Profits of applied materials
Profits of applied materials Sales narrowly topped views in the first quarter of the fiscal year.
AMAT stock is up 2% in extended trading, approaching the 50-day line. Shares rose 0.8% to 140.96 on Wednesday, above the 200-day line.
Applied Materials stock may make a new consolidation after the failed breakout, but it needs more time and work. Getting the 50-day streak back would be a good move.
Albemarle earnings It’s down a little from the previous year, but it beat estimates. Revenue rose slightly, surpassing some views while others missed it. The lithium producer gave mixed guidance for 2022.
ALB stock was down 11% before the opening. The arrows indicate that it has fallen below the 50-day moving average and is approaching the 200-day line. Shares rose 1.9 percent to 246 on Wednesday. Albemarle stock is up 6% on Tuesday, moving back above the 50-day line. The January 12 high could offer 248 an early entry, but that doesn’t seem right at the moment. traditional buy point is 291.58 according to MarketSmith Analysis.
Albemarle’s earnings call won’t be made until 9AM ET on Thursday, so ALB stock could also move at the open.
Another lithium product, Levent (LTHM), reports Thursday night. LTHM stock rose 2.9% to 25.08 Wednesday, also close to an early entry. But stocks fell slightly overnight in sympathy with ALB stock.
Market Rise Analysis
The stock market rally gave up a good slice of Tuesday’s strong recovery. The S&P 500 fell again below its 200-day moving average.
Major indices remain within a range from their early February highs to Monday’s lows, but are below their 21-day moving averages. If the major indicators break above their recent highs, this could signal renewed strength. But if the market rises – already under pressure – and breaks below Monday’s lows, that would be a very bearish signal.
The Russell 2000 has fared slightly better than the other indexes over the past several sessions, reflecting the market’s breadth a little better at the time. But the small cap index is still below the major moving averages and not far from 52-week lows.
In the market in general, new lows continue to exceed new highs.

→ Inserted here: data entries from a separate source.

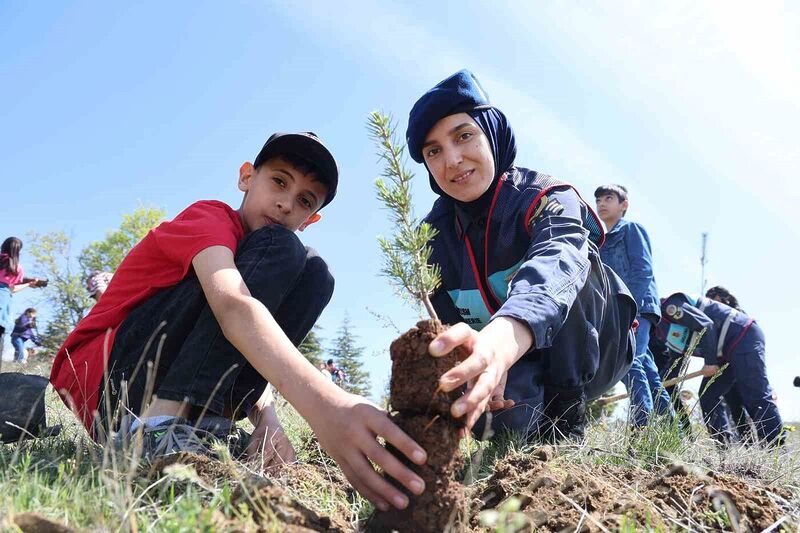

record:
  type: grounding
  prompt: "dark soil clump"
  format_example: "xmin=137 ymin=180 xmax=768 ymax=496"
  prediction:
xmin=470 ymin=452 xmax=793 ymax=532
xmin=389 ymin=320 xmax=462 ymax=415
xmin=367 ymin=321 xmax=468 ymax=532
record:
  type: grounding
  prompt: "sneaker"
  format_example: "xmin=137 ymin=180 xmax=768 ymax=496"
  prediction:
xmin=112 ymin=418 xmax=223 ymax=461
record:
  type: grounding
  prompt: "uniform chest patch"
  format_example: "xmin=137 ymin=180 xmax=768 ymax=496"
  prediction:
xmin=528 ymin=194 xmax=564 ymax=228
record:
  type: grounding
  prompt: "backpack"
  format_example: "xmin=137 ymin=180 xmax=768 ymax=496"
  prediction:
xmin=0 ymin=372 xmax=61 ymax=443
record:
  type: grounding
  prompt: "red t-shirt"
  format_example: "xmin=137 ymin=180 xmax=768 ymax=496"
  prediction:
xmin=50 ymin=200 xmax=244 ymax=431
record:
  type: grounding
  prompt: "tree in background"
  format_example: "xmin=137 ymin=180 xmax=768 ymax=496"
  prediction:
xmin=78 ymin=206 xmax=167 ymax=276
xmin=331 ymin=315 xmax=370 ymax=396
xmin=28 ymin=207 xmax=166 ymax=355
xmin=297 ymin=324 xmax=323 ymax=367
xmin=28 ymin=231 xmax=93 ymax=355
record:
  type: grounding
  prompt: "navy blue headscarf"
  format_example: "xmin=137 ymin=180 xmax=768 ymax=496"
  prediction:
xmin=406 ymin=69 xmax=517 ymax=196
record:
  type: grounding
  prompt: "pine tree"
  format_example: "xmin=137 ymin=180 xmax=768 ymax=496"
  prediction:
xmin=367 ymin=111 xmax=441 ymax=320
xmin=331 ymin=315 xmax=370 ymax=396
xmin=297 ymin=324 xmax=323 ymax=366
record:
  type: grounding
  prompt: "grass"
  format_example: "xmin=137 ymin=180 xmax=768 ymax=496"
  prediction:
xmin=0 ymin=356 xmax=800 ymax=532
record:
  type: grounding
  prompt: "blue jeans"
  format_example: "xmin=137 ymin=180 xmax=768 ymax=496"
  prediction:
xmin=700 ymin=323 xmax=783 ymax=443
xmin=622 ymin=316 xmax=673 ymax=427
xmin=11 ymin=335 xmax=25 ymax=363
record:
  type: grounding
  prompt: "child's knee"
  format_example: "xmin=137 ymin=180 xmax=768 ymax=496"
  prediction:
xmin=305 ymin=247 xmax=335 ymax=299
xmin=236 ymin=224 xmax=306 ymax=272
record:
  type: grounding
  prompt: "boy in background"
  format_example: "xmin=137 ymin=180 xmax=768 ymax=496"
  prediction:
xmin=594 ymin=184 xmax=672 ymax=427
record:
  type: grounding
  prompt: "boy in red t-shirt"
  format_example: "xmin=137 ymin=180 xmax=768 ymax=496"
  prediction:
xmin=50 ymin=133 xmax=426 ymax=509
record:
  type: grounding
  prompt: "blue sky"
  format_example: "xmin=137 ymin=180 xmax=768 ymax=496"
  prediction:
xmin=0 ymin=1 xmax=800 ymax=420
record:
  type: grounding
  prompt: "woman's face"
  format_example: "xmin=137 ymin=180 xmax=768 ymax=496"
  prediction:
xmin=422 ymin=113 xmax=495 ymax=202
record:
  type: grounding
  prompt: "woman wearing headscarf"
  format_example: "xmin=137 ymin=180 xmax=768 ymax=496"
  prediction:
xmin=406 ymin=70 xmax=636 ymax=440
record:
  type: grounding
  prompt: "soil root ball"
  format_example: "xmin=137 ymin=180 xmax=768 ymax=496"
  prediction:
xmin=389 ymin=320 xmax=463 ymax=415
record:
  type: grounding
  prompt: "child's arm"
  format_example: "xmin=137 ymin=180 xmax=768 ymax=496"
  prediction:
xmin=625 ymin=223 xmax=653 ymax=311
xmin=192 ymin=246 xmax=426 ymax=509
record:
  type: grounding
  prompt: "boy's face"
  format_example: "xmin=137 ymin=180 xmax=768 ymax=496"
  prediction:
xmin=595 ymin=193 xmax=628 ymax=223
xmin=239 ymin=157 xmax=328 ymax=232
xmin=422 ymin=113 xmax=495 ymax=202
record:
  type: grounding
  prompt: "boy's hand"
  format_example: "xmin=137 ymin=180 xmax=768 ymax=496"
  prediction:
xmin=429 ymin=318 xmax=533 ymax=430
xmin=700 ymin=365 xmax=719 ymax=378
xmin=312 ymin=393 xmax=427 ymax=511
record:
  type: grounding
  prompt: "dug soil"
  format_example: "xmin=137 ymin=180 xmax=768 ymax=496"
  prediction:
xmin=470 ymin=444 xmax=796 ymax=532
xmin=131 ymin=442 xmax=798 ymax=532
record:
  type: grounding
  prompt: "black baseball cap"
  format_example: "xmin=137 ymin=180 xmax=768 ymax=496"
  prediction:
xmin=253 ymin=131 xmax=339 ymax=209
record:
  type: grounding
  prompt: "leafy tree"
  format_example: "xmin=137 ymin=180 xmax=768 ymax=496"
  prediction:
xmin=28 ymin=207 xmax=166 ymax=354
xmin=28 ymin=231 xmax=92 ymax=354
xmin=367 ymin=111 xmax=441 ymax=320
xmin=78 ymin=206 xmax=167 ymax=275
xmin=331 ymin=315 xmax=370 ymax=396
xmin=297 ymin=324 xmax=323 ymax=366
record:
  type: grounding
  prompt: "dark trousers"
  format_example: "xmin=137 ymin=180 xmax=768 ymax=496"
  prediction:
xmin=700 ymin=323 xmax=783 ymax=443
xmin=100 ymin=225 xmax=334 ymax=428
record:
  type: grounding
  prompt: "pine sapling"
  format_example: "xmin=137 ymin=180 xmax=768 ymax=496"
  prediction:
xmin=367 ymin=111 xmax=441 ymax=320
xmin=367 ymin=111 xmax=468 ymax=532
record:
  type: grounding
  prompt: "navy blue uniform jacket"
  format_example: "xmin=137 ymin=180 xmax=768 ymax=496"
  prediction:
xmin=661 ymin=292 xmax=753 ymax=365
xmin=425 ymin=168 xmax=635 ymax=396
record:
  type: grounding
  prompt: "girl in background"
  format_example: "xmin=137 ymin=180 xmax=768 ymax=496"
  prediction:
xmin=0 ymin=237 xmax=40 ymax=370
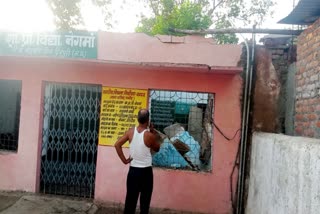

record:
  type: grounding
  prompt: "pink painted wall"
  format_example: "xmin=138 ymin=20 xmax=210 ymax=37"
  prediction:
xmin=0 ymin=57 xmax=241 ymax=213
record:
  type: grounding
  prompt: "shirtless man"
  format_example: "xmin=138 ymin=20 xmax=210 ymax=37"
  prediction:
xmin=115 ymin=109 xmax=160 ymax=214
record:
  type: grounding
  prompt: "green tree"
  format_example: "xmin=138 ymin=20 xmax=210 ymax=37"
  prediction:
xmin=136 ymin=0 xmax=212 ymax=35
xmin=136 ymin=0 xmax=274 ymax=44
xmin=46 ymin=0 xmax=112 ymax=30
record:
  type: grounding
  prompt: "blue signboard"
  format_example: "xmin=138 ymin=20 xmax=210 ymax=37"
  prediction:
xmin=0 ymin=31 xmax=97 ymax=59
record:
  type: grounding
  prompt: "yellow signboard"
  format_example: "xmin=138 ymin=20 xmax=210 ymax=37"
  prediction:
xmin=99 ymin=87 xmax=148 ymax=147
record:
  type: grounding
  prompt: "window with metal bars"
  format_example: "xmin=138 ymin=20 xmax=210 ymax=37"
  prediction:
xmin=0 ymin=80 xmax=22 ymax=151
xmin=149 ymin=90 xmax=214 ymax=171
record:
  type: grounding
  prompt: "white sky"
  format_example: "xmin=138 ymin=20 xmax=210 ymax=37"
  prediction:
xmin=0 ymin=0 xmax=298 ymax=32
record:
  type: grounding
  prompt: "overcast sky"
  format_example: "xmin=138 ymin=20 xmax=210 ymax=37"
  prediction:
xmin=0 ymin=0 xmax=298 ymax=32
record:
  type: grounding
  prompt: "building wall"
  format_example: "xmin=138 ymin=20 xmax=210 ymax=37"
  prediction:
xmin=295 ymin=19 xmax=320 ymax=138
xmin=245 ymin=133 xmax=320 ymax=214
xmin=0 ymin=57 xmax=241 ymax=213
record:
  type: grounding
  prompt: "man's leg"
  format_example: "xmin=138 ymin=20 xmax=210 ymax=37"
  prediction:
xmin=140 ymin=167 xmax=153 ymax=214
xmin=124 ymin=167 xmax=139 ymax=214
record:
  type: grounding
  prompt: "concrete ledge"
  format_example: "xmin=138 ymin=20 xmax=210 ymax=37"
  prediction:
xmin=246 ymin=133 xmax=320 ymax=214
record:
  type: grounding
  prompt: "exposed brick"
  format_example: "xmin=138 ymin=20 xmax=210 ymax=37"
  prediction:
xmin=307 ymin=114 xmax=317 ymax=120
xmin=295 ymin=126 xmax=303 ymax=135
xmin=303 ymin=129 xmax=315 ymax=137
xmin=296 ymin=114 xmax=304 ymax=121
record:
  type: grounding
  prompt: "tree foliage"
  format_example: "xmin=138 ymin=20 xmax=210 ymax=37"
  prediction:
xmin=136 ymin=0 xmax=274 ymax=44
xmin=136 ymin=0 xmax=212 ymax=35
xmin=46 ymin=0 xmax=112 ymax=30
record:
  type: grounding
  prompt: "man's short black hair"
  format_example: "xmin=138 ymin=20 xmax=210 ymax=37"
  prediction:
xmin=138 ymin=109 xmax=149 ymax=124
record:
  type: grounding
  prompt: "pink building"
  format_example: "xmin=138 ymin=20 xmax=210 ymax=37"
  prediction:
xmin=0 ymin=32 xmax=242 ymax=213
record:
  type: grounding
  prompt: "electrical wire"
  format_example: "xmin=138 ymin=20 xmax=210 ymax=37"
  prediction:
xmin=213 ymin=123 xmax=241 ymax=141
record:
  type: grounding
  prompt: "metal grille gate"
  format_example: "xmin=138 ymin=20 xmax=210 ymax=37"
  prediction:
xmin=40 ymin=83 xmax=101 ymax=198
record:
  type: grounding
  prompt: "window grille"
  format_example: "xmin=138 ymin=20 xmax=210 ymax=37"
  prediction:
xmin=0 ymin=80 xmax=22 ymax=151
xmin=150 ymin=90 xmax=214 ymax=171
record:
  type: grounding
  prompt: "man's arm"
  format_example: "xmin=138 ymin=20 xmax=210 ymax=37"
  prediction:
xmin=114 ymin=131 xmax=132 ymax=164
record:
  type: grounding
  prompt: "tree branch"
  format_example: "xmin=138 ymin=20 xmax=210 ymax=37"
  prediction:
xmin=169 ymin=28 xmax=303 ymax=35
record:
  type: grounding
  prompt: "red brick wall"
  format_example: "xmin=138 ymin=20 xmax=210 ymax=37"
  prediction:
xmin=295 ymin=19 xmax=320 ymax=138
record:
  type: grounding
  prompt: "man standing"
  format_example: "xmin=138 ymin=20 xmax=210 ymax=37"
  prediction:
xmin=115 ymin=109 xmax=160 ymax=214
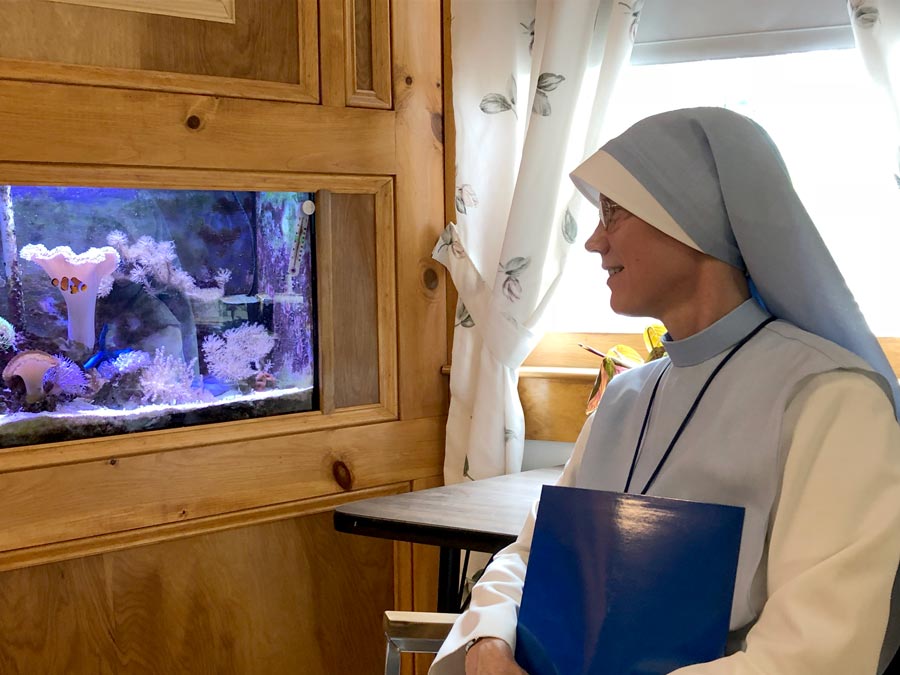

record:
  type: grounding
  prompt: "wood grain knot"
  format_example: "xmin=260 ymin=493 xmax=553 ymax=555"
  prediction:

There are a number of headwinds facing the stock market rally. The situation between Russia and Ukraine could go in any number of ways over the next several weeks, making it very difficult for the broader market to set prices going forward. Investors are also dealing with the Federal Reserve, which is facing its worst inflation in 39 years. The Federal Reserve’s meeting minutes may not bear any shells, but policy makers will start raising rates in mid-March.
What are you doing now
With the stock market’s bullish range rising, and moving in the ever-changing headlines, there’s no real direction to follow at the moment. If a stock explodes or shows an early buy signal, how much confidence can you have that it won’t fade quickly? There is no advantage to be invested heavily at the moment.
If the market bounces from here and continues on an extended trajectory for weeks or months, you will have plenty of opportunities to take advantage of it.
Focus on building watchlists and reviewing past trades. Stay engaged with the market, but you also don’t have to stare at screens incessantly. Make sure you’re mentally fresh for the next big breakthrough.